ALBUM OF THE DAY
Album of the Day: bod [包家巷], “Limpid Fear [清澈恐惧]”
By Sam Goldner · August 23, 2018

Disorder is a common thread among experimental artists working in electronic music. One needn’t look further than the discographies of Houndstooth or PAN to find releases whose threatening textures seem to constantly implode, channelling our shared sensation of flying through information at breakneck speeds while the world collapses around us. But Nicholas Zhu, aka bod [包家巷], has a markedly different approach on their latest album, Limpid Fear [清澈恐惧]. Rather than bludgeoning us with an onslaught of neo-industrial throbs, or drowning us in distortion, with their latest record, Zhu actually finds a cautious sense of calm.
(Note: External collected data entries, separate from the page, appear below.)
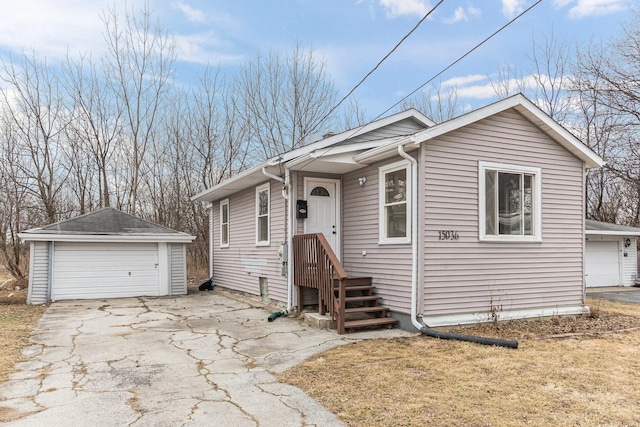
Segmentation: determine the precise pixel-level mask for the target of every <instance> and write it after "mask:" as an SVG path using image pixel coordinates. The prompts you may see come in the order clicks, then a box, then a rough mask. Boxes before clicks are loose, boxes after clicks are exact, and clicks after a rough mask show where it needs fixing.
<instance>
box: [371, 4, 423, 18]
mask: <svg viewBox="0 0 640 427" xmlns="http://www.w3.org/2000/svg"><path fill="white" fill-rule="evenodd" d="M380 4H381V5H382V6H383V7H384V8H386V10H387V16H388V17H389V18H395V17H398V16H403V15H418V16H421V17H422V16H424V15H426V14H427V12H428V11H429V9H430V6H429V5H428V4H427V3H425V1H424V0H380Z"/></svg>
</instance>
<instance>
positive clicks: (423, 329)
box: [420, 326, 518, 348]
mask: <svg viewBox="0 0 640 427" xmlns="http://www.w3.org/2000/svg"><path fill="white" fill-rule="evenodd" d="M420 332H422V333H423V334H425V335H427V336H429V337H435V338H440V339H443V340H458V341H468V342H474V343H478V344H484V345H497V346H500V347H509V348H518V341H514V340H502V339H499V338H487V337H478V336H475V335H463V334H453V333H451V332H443V331H436V330H435V329H431V328H427V327H426V326H423V327H422V328H420Z"/></svg>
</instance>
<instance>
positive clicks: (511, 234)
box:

The Los Angeles/Berlin-based Zhu belongs to a circle of artists that includes Organ Tapes and malibu, who approach the club from a far more intimate perspective than many electronic musicians, wrapping their lo-fidelity laptop samples in wilting melodies and smearing it all with soft-focus production. Zhu’s music feels like it’s built from the most basic of tools, all distorted presets and lightly plucked digital keys, but the world they build is immersive. On Limpid Fear [清澈恐惧], bod presents two side-long tracks that crest between canyons of zig-zagging artificial noise, dipping into ear-splitting tones only to come out with stripped-down neo-futurist ballads, their voice coated in Auto-Tune. Zhu finds a special balance by contrasting disorienting sound effects and calming, traditional guzheng and sanxian strings, creating music that explores their Chinese heritage through a personal, modern lens. 

Towards the end of the album, Zhu whispers into the mic so closely as to trigger anybody with a predisposition toward ASMR, stumbling over their words with a willful juvenalia: “It’s like a rain falling on the ocean. It just keeps going and going… You’re surrounded by the water, but you can see the surface as it ripples with each drop. You can watch the chaos, and accept its existence into the clarity that surrounds you.” In interviews, Zhu often speaks of the precarious situations that artists are placed in today’s socioeconomically unforgiving times, when taste is manufactured and sold to the highest bidder, and creation is always subordinate to consumption. But on Limpid Fear [清澈恐惧], bod [包家巷] yearns for peace so earnestly that one almost forgets the raging maelstrom of sounds happening around us, as if that acceptance Zhu speaks of were the only path forward to bringing about a new world.